Prosta, pocorna spowyecz ma bycz, czysta y vyerna, czasta, odthcrita, rostropna y dobrowolna, srmyeszlyva, czala, tayemna, rychla, placzacza, moczna, poszluszna y tesz nasza zaluyącza [32].

Among the sins committed by means of an affirmative act there are listed the following:

Sortilegys, auguriis aut divinacionibus intendere. Karacteres, scripturas, in plumbo aut in aliquo alio coligaturas plumbi fusi vel cere vel alicuius alterius non medicionalis differe atque in his contra preceptum Domini et ecclesie spem ponere [33].

In the short instruction which begins with the words Sacerdos, qui debet confessions recipere…, in the codex BJ 2403 there features the following query:

Si corpus Domini servasti in ore tuo vel posuisti ipsum in aliquo loco indigno propter incantaciones faciendas…[34]

The above-mentioned MS BJ 2397 from 1418, attached to which has been preserved the will of Mikolaj Wisliczka also contains short texts dealing with confession. One of them begins with the words Post modem querat de denim preceptis and contains the following question in the part dealing with the sins violating the First Commandment:

Querat ergo utrum experimenta vel incantaciones vel coniuraciones pro mulieribus vel sortilegis pro rebus inveniendis fecerit vel auguria servaverit vel divinaciones vel demones consulerit.

As regards the Third Commandment, the confessor was supposed to ask the following:

…si in festis ad ducendas choreas vel spectacula ad videnda exivit vel sicut est consvetudo in aliquibus partibus in vigiliis sanctorum et in ecclesiis cantilenas luxuriosas cantare.
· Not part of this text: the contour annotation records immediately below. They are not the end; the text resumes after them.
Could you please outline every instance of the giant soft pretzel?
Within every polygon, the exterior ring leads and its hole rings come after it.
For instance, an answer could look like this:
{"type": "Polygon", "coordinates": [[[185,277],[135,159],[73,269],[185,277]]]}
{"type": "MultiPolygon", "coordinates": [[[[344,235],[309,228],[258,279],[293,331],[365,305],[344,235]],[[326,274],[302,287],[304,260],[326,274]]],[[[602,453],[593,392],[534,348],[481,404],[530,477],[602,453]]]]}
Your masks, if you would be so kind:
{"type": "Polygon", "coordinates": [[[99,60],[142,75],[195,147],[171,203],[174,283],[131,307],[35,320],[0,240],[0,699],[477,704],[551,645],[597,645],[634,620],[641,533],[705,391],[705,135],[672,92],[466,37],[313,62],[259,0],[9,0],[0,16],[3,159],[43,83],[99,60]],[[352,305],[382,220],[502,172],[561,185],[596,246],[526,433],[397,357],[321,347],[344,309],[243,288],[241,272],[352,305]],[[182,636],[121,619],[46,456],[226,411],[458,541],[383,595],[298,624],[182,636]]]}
Quod grave peccatum est.

In the notes towards the end of the codex there is a copy from some kind of a penitential regarding superstitions involved in taking Communion:

De mulieribus, que corpus Domini tenent in ore et osculantur viros suos. Sorciarie, que corpus Domini in ore retinent et cum ipso osculantur amasios suos, ut eos habeant coniuges omnibus diebus sue vite peniteant… Similiter ille qui crismate meleficia procuraverit penitendus est ad arbitrium sacerdoties vel de aliis sacramentis… Omnes srciarie graviter sunt penitende tanquam ligate comunicacione generali [35].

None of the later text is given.